Test writing of string data: various encodings, from strings or bytes.

pp-mo · pp-mo · commit 54d7743a5d1c · 2026-01-27T18:49:23.000Z
diff --git a/lib/iris/tests/integration/netcdf/test_stringdata.py b/lib/iris/tests/integration/netcdf/test_stringdata.py
@@ -8,14 +8,17 @@
 data-variables, auxiliary coordinates, ancillary variables and -possibly?- cell measures.
 """
 
-from contextlib import contextmanager
 from dataclasses import dataclass
 from pathlib import Path
+from typing import Iterable
 
 import numpy as np
+from numpy.typing import ArrayLike
 import pytest
 
 import iris
+from iris.coords import AuxCoord, DimCoord
+from iris.cube import Cube
 from iris.fileformats.netcdf import _thread_safe_nc
 
 
@@ -49,8 +52,8 @@ def all_lazy_auxcoords():
 # Independently defined here, to avoid relying on any code we are testing.
 #
 def convert_strings_to_chararray(
-    string_array_1d: np.ndarray, maxlen: int, encoding: str | None = None
-):
+    string_array_1d: ArrayLike, maxlen: int, encoding: str | None = None
+) -> np.ndarray:
     # Note: this is limited to 1-D arrays of strings.
     # Could generalise that if needed, but for now this makes it simpler.
     if encoding is None:
@@ -63,12 +66,13 @@ def convert_strings_to_chararray(
 
 
 def convert_bytearray_to_strings(
-    byte_array, encoding="utf-8", string_length: int | None = None
-):
+    byte_array: ArrayLike, encoding: str = "utf-8", string_length: int | None = None
+) -> np.ndarray:
     """Convert bytes to strings.
 
     N.B. for now at least, we assume the string dim is **always the last one**.
     """
+    byte_array = np.asanyarray(byte_array)
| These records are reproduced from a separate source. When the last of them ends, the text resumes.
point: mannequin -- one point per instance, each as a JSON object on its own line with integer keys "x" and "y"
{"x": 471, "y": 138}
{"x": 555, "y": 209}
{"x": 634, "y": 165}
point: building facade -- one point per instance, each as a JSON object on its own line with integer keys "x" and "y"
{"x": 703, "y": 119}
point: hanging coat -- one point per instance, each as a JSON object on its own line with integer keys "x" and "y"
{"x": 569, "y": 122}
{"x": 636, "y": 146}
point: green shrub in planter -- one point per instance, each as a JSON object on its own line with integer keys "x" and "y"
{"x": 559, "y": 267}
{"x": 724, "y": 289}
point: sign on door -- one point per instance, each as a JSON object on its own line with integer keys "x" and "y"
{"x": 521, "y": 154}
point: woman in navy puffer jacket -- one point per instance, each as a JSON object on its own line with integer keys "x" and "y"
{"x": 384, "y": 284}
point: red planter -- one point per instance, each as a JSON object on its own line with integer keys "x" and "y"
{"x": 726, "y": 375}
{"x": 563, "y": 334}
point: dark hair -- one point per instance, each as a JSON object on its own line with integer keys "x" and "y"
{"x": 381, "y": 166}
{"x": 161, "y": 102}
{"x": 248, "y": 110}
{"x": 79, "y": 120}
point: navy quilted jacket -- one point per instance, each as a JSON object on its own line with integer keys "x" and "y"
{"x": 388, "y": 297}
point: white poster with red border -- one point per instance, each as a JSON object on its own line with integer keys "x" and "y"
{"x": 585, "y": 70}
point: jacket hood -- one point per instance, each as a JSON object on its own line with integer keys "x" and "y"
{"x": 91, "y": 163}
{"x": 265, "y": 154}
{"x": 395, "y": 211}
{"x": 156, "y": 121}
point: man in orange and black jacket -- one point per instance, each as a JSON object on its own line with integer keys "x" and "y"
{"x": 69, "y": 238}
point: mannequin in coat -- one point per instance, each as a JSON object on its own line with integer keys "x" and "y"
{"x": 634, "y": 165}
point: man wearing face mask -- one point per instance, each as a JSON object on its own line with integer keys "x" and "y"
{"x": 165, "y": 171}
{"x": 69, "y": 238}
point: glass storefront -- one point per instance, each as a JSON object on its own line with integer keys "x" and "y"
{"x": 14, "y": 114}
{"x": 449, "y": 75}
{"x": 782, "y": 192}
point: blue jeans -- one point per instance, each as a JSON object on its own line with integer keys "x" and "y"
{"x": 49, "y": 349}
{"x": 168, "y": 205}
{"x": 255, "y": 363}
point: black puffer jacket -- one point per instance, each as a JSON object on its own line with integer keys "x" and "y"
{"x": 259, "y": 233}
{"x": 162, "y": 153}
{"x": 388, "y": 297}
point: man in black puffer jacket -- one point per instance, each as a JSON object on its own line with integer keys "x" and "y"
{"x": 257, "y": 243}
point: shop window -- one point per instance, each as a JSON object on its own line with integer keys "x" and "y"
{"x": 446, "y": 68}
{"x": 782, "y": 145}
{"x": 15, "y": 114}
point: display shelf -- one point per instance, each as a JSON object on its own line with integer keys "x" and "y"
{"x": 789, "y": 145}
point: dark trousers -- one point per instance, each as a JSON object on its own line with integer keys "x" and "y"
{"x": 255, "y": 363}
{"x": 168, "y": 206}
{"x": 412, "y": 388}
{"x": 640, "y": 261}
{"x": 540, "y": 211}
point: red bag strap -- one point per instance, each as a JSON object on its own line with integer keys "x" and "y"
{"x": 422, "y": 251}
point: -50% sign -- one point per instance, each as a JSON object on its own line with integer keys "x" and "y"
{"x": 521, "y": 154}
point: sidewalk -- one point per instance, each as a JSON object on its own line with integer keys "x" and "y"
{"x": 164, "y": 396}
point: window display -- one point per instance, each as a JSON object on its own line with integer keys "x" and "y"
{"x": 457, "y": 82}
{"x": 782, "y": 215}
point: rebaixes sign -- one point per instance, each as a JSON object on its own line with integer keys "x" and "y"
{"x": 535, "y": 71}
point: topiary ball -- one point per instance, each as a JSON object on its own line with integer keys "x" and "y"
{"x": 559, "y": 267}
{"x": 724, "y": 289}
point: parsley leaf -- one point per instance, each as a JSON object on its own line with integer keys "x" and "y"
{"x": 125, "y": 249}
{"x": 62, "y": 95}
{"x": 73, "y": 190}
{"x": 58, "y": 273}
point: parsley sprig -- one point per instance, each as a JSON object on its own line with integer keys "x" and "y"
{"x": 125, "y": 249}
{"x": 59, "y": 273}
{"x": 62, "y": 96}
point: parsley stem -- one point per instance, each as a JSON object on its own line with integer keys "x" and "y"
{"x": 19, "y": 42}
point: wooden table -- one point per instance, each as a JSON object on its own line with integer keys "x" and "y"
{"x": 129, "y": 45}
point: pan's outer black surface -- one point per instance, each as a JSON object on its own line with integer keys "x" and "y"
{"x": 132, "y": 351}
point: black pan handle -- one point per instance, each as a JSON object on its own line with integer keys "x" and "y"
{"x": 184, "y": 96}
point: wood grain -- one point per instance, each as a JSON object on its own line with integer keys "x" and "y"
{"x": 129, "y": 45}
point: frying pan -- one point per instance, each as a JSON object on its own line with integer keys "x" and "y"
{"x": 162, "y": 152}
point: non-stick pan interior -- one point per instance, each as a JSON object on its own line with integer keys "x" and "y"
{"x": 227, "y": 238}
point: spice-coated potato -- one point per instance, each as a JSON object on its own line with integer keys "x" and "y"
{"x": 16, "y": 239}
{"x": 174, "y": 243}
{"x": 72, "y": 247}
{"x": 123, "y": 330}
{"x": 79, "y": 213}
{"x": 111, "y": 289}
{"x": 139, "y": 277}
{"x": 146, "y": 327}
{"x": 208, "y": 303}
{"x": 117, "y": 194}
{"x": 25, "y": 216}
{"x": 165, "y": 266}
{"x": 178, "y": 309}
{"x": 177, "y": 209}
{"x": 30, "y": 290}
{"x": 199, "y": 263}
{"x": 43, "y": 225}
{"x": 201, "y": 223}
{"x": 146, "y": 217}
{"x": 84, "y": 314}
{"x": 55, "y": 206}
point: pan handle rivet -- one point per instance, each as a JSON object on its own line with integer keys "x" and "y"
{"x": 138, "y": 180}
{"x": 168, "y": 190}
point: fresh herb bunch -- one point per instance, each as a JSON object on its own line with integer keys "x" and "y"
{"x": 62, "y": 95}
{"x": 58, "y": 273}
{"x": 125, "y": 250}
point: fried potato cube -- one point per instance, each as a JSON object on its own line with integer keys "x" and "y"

     bytes_shape = byte_array.shape
     var_shape = bytes_shape[:-1]
     if string_length is None:
@@ -88,9 +92,9 @@ class SamplefileDetails:
     """Convenience container for information about a sample file."""
 
     filepath: Path
-    datavar_data: np.ndarray
-    stringcoord_data: np.ndarray
-    numericcoord_data: np.ndarray
+    datavar_data: ArrayLike
+    stringcoord_data: ArrayLike
+    numericcoord_data: ArrayLike
 
 
 def make_testfile(
@@ -200,7 +204,7 @@ def testdata(
         encoding,
         tmp_path,
         use_separate_dims,
-    ):
+    ) -> Iterable[SamplefileDetails]:
         """Create a suitable valid testfile, and return expected string content."""
         if PERSIST_TESTFILES:
             tmp_path = Path(PERSIST_TESTFILES).expanduser()
@@ -218,7 +222,7 @@ def testdata(
         from iris.tests.integration.netcdf.test_chararrays import ncdump
 
         # TODO: temporary for debug -- TO REMOVE
-        ncdump(tempfile_path)
+        ncdump(str(tempfile_path))
         yield testdata
 
     def test_valid_encodings(self, encoding, testdata: SamplefileDetails):
@@ -246,3 +250,144 @@ def test_valid_encodings(self, encoding, testdata: SamplefileDetails):
         coord_var_2 = cube.coord("v_numeric")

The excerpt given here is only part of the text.